Significant efforts are under way to revisit our internal selection processes to help ensure that we are identifying and utilizing the full array of expertise and experience to provide effective leadership today and in the future.

  1. Presidential Task Force Appointed – A Presidential Task Force led by Drs. Doug Mathisen and Richard Prager and made up of a diverse group of leaders has been created to review the current nomination processes and policies. As well, this group is reviewing the current STS governance structure, including Workforce and Council composition, to ensure appropriate alignment of their respective activities to streamline efficiency, minimize overlap of responsibilities, and improve reporting. Recommendations from this Presidential Task Force are due to be presented to the STS Board in November.
  2. Expanding the candidate pool of cardiothoracic surgeon leaders – STS is reviewing existing resources and developing new STS tools to help identify individuals with specific interests or skills to fill specific leadership roles. For example, creating a list of physicians who self-nominated in the past but were not appointed to a Workforce could potentially serve as a valuable resource for Workforce Chairs in selecting members to populate their respective task forces in the future. Also, the Women in Thoracic Surgery (WTS) “Find an Expert” resource designed to enhance the process of identifying qualified women for STS leadership positions has been proposed and is being reviewed by STS leadership.
  3. Reviewing individual STS surgeon leader involvement and limiting participation where appropriate are very practical ways to enhance the breadth of member participation and expand leadership opportunities. A detailed review of Standing Committee, Workforce, and Task Force membership is under way.
  4. Ensuring the diversity of STS leaders – STS leadership is committed to all forms of diversity as a means of enhancing the organization’s ability to represent the profession more fully. As such, efforts are under way to obtain additional STS membership data on diversity in areas related to underrepresented minorities and gender diversity as part of a process to establish “where we are now” and “where and how we can improve.” Enhancing engagement with stakeholder organizations such as WTS and the Association of Black Cardiovascular and Thoracic Surgeons, as well as seeking ongoing assistance from the STS Workforce on Diversity and Inclusion to help guide decisions on relevant issues also is being prioritized to help ensure that a variety of viewpoints and experiences are represented.

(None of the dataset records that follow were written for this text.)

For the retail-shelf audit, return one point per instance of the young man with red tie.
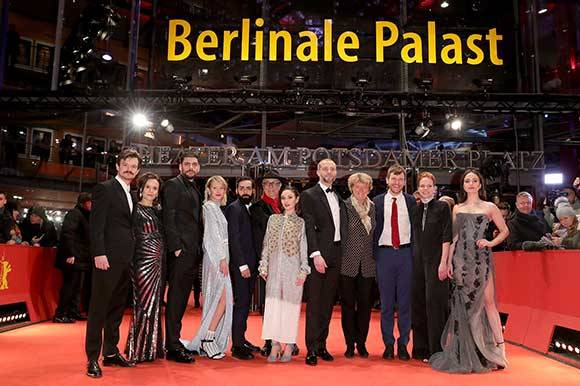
(393, 252)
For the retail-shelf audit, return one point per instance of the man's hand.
(101, 262)
(320, 264)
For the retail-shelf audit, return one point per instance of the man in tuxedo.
(324, 214)
(112, 247)
(243, 265)
(183, 229)
(393, 239)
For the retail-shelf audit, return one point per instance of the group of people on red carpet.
(290, 239)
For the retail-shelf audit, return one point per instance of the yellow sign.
(207, 44)
(5, 269)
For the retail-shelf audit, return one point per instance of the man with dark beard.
(243, 264)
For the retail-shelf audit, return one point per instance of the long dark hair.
(293, 190)
(481, 192)
(141, 185)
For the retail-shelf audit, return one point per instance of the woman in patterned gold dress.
(145, 340)
(284, 266)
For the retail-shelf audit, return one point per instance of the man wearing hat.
(260, 212)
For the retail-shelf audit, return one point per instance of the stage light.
(553, 179)
(140, 121)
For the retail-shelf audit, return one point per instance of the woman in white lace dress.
(216, 320)
(284, 266)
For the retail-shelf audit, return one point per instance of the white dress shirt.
(332, 199)
(127, 190)
(403, 217)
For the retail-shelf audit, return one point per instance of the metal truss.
(349, 101)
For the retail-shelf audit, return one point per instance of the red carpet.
(53, 354)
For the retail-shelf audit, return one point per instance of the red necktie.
(395, 224)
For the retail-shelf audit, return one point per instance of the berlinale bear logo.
(5, 268)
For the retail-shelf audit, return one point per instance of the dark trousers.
(109, 297)
(243, 289)
(181, 274)
(430, 308)
(394, 273)
(322, 289)
(70, 292)
(356, 301)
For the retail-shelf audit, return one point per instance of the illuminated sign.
(308, 46)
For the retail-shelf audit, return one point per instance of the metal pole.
(3, 39)
(134, 43)
(152, 48)
(83, 151)
(57, 46)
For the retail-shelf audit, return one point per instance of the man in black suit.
(112, 247)
(243, 265)
(324, 213)
(183, 228)
(392, 250)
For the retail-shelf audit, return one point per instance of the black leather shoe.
(250, 347)
(242, 353)
(389, 352)
(179, 356)
(266, 349)
(63, 319)
(93, 369)
(117, 360)
(362, 350)
(324, 355)
(349, 353)
(189, 352)
(402, 352)
(295, 350)
(311, 359)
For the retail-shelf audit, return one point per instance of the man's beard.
(245, 199)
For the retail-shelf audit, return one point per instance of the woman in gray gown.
(472, 340)
(216, 320)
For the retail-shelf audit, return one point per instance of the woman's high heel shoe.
(274, 353)
(287, 355)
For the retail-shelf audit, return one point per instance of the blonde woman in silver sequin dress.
(284, 266)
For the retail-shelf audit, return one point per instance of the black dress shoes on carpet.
(179, 355)
(311, 359)
(362, 350)
(389, 352)
(250, 347)
(324, 355)
(402, 352)
(93, 369)
(117, 360)
(349, 353)
(243, 353)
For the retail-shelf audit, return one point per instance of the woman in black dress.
(145, 340)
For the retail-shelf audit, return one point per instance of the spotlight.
(140, 120)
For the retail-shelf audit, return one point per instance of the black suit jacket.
(242, 250)
(111, 223)
(75, 239)
(260, 212)
(380, 213)
(319, 224)
(182, 215)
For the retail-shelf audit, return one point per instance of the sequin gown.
(284, 259)
(145, 339)
(468, 342)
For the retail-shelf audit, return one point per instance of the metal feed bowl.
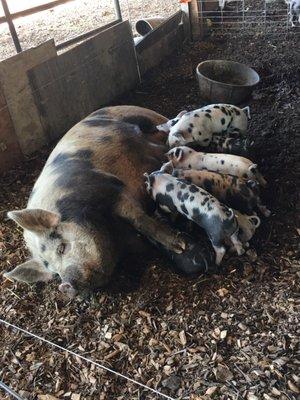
(222, 81)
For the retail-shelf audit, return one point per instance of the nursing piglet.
(198, 206)
(231, 190)
(187, 158)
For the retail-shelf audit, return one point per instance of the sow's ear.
(35, 220)
(164, 127)
(30, 272)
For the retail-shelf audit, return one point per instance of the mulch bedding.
(227, 336)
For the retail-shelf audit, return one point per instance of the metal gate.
(245, 16)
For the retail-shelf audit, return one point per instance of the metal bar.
(34, 10)
(11, 26)
(86, 35)
(10, 391)
(118, 9)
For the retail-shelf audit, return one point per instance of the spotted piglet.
(233, 191)
(199, 206)
(200, 125)
(247, 226)
(186, 158)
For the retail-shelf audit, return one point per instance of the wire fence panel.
(245, 16)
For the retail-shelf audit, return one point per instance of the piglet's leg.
(130, 210)
(263, 209)
(220, 251)
(237, 244)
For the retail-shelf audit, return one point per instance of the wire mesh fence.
(246, 16)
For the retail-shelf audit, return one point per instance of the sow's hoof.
(198, 258)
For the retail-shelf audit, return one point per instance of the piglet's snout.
(67, 289)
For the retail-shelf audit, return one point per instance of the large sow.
(90, 200)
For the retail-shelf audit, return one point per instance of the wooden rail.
(32, 10)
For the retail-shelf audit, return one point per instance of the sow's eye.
(62, 249)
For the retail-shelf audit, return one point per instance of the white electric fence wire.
(86, 359)
(10, 391)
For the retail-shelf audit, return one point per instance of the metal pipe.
(118, 9)
(11, 26)
(33, 10)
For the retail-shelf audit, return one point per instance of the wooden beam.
(33, 10)
(86, 35)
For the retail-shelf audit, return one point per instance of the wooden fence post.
(11, 26)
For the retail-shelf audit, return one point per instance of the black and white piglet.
(186, 158)
(235, 192)
(199, 206)
(200, 125)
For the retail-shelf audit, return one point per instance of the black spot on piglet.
(194, 189)
(169, 187)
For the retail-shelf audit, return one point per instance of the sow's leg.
(130, 210)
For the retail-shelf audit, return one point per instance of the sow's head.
(73, 251)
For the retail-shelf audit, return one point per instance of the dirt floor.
(228, 336)
(72, 19)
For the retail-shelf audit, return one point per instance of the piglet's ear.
(255, 220)
(29, 272)
(167, 167)
(181, 113)
(253, 168)
(163, 127)
(35, 220)
(178, 153)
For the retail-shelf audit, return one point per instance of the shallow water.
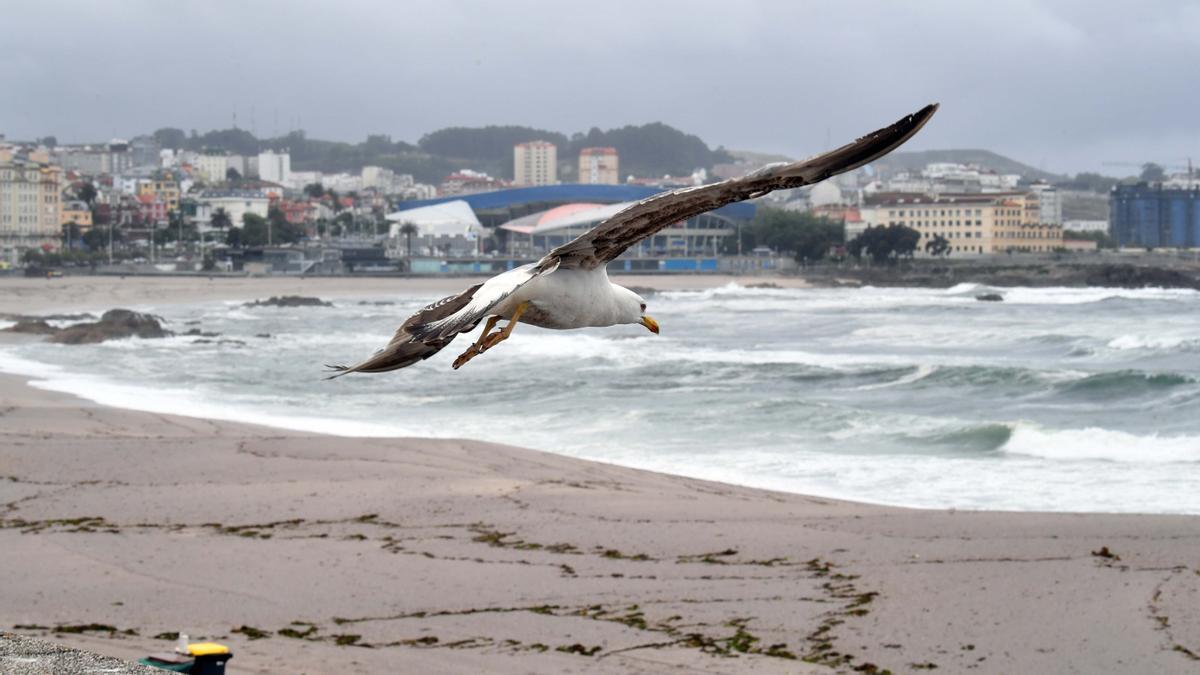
(1056, 399)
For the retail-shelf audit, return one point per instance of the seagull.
(570, 288)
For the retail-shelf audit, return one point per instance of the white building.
(275, 167)
(535, 163)
(447, 228)
(1086, 225)
(210, 167)
(385, 180)
(1049, 203)
(237, 203)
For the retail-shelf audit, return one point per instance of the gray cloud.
(1059, 84)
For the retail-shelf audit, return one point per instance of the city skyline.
(1063, 87)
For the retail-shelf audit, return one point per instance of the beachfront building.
(78, 214)
(973, 223)
(1049, 203)
(443, 230)
(163, 190)
(1155, 215)
(237, 203)
(537, 233)
(1086, 226)
(30, 202)
(535, 163)
(598, 166)
(210, 167)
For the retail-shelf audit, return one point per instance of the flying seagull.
(570, 288)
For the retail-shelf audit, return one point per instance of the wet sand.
(318, 554)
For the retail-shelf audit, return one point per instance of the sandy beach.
(319, 554)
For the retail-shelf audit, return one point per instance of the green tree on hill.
(807, 236)
(937, 246)
(885, 243)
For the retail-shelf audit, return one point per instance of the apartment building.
(972, 223)
(30, 201)
(535, 163)
(599, 166)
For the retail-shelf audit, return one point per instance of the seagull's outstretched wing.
(609, 239)
(436, 326)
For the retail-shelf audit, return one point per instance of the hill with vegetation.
(985, 159)
(647, 150)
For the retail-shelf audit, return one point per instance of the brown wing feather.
(403, 350)
(612, 237)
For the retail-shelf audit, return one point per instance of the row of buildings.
(971, 222)
(537, 163)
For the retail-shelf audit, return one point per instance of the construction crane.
(1165, 166)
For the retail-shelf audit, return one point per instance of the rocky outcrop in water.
(289, 302)
(1138, 276)
(33, 327)
(114, 324)
(945, 274)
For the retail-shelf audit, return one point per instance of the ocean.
(1055, 399)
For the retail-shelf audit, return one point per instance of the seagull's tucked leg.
(503, 334)
(478, 347)
(489, 341)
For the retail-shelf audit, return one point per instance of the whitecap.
(1095, 443)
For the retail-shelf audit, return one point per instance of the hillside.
(987, 159)
(646, 150)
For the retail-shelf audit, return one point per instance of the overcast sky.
(1062, 85)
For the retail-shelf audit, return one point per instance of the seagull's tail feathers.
(394, 357)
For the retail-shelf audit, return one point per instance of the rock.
(33, 327)
(221, 341)
(643, 291)
(114, 324)
(83, 316)
(289, 302)
(1134, 276)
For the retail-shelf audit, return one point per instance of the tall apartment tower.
(275, 167)
(599, 166)
(535, 163)
(30, 202)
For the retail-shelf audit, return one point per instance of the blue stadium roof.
(567, 193)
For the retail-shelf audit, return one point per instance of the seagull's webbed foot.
(478, 346)
(487, 340)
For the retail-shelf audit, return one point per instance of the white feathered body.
(562, 299)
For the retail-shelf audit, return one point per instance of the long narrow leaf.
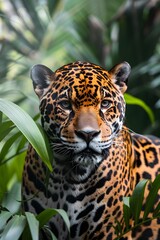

Through these initiatives, our objective is to evaluate these procedures in a transparent manner with a goal towards improving our longstanding approach of selecting STS leaders. We recognize that organizations should reflect not only the current membership but also the future membership, and that proportional representation of groups does not automatically infer equitable representation.

STS is very thankful for the members who have served and are currently dedicating their valuable time and expertise as volunteer leaders to support our activities.

Being an active member and volunteer leader of STS has been among the most rewarding aspects of my professional life. I would strongly encourage anyone interested in exploring STS leadership opportunities to use the self-nomination process or seek mentorship from an STS leader in your area of interest or expertise.